If you’ve used Unix much you’ll have noticed that programs really don’t agree on the whole backspace and delete thing. Back when I had Debian on my laptop, it generally worked how I expected. OS X’s Terminal isn’t quite so smooth. I decided to finally sort it all out.

If this saves anyone some effort, great. If not, why did I spend all this time writing an unclear explanation of a stupid problem?

what I wanted

  • backspace (“delete” on my keyboard) to mean “delete the character before the cursor”
  • delete (“fn-delete”) to mean “delete the character after the cursor” (not such a big deal since I never use it)
  • have it work everywhere: bash, vi, emacs, mutt, and curses-based programs (like pkr)
  • have it work locally (OS X) and remotely (Debian and Solaris)
  • minimal changes to configuration files

make it work

I’m using, with $TERM set to xterm-color (in Preferences). “Use option keys as meta key” is checked in Window Settings. That isn’t directly related, but it makes using Emacs a lot nicer. By default, backspace (“delete”) sends ^? and delete (“forward delete”, “fn-delete”) sends ^[[3~ (escape, open square bracket, three, tilde). You can see what your terminal is producing with this C program:
void main(void) {int c; while(c = getchar()) printf("%d 0x%02X\n", c, c);}
Run stty erase undef first.

stty has erase = ^?, the default. That’s ASCII DEL (127 or \177), and it should (ha!) work as backspace everywhere. The terminfo entry for xterm-color (and all the other terminals that emulates) reports the kbs (backspace) capability as ^H. To match it should be \177. I could go the other way and use stty erase ^H, but then C-h wouldn’t run help-command in Emacs unless I fucked around with .emacs.

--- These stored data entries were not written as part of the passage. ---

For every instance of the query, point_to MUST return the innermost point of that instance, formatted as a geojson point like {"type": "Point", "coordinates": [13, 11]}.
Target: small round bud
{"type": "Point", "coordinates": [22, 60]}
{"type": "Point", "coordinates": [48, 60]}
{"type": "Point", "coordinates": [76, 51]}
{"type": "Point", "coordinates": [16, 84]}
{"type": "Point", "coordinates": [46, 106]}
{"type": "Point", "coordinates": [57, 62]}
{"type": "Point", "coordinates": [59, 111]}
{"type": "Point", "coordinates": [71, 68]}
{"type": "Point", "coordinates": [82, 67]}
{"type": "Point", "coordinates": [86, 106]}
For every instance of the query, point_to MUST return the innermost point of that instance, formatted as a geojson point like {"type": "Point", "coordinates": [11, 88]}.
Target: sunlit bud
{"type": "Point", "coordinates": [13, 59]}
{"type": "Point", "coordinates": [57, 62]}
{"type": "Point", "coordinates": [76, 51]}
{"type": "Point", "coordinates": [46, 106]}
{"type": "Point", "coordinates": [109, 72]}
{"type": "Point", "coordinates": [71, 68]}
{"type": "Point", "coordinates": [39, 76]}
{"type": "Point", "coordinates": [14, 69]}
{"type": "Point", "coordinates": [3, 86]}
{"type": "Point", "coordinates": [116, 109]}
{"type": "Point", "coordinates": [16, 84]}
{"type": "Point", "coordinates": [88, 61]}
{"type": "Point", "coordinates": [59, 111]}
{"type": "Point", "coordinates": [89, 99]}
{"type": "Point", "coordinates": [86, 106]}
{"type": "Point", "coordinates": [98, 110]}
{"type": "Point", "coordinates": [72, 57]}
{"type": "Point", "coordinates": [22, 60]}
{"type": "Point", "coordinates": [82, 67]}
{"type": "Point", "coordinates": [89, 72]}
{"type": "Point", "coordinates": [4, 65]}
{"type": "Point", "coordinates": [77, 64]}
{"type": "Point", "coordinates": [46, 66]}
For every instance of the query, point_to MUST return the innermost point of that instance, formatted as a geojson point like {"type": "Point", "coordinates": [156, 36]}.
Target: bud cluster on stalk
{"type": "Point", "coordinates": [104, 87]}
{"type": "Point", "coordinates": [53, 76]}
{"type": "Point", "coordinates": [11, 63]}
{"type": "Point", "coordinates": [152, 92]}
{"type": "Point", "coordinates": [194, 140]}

Probably curses-based programs (which actually use terminfo, as far as I can tell) will not work properly, but I don’t use any locally. Bash, Emacs, and Vim all do their own thing.

On okcomputer (Debian), I again have erase = ^? in stty. infocmp reports kbs=^H and kdch1=\177. No good. Setting TERM=xterm-debian fixes that. Now kbs=\177 and kdch1=^[[3~, which is what is emitting. The only problem is that $TERM gets passed on if you connect to other systems, and no other system knows what the fuck xterm-debian is. I might end up making my own xterm terminfo entry. Sigh.


posted at 02:06 -07:00 | os10 | three comments

March 23, 2004

iphoto 4.0.1

Software Update had an iPhoto upgrade for me, so I installed it. After that, the iPhoto icon changed to a generic application icon, and launching iPhoto from the dock gave three bounces and then nothing (don’t you love Mac bug reports?).

Disk Utility’s Repair File Permissions fixed the problem, and now iPhoto is happily “upgrading thumbnails”. Why were my permissions wrong in the first place?

posted at 10:52 -07:00 | os10 | no comments

November 13, 2003


I haven't actually used Clutter for its main purpose (making little windows of all your album covers), but it works nicely as a smaller interface to iTunes. Not as small as the mini iTunes window, but it includes album art it grabs from Amazon.

The best part is the album-oriented browser. It puts compilations under “Compilations” in the artist section, rather than spewing them all over the place like iTunes and the iPod do.
clutter browser

posted at 12:45 -07:00 | os10 | seven comments

pdf manpages

If you're feeling all graphical, preman is a script to open manpages in Preview. Based on a hint from macosxhints.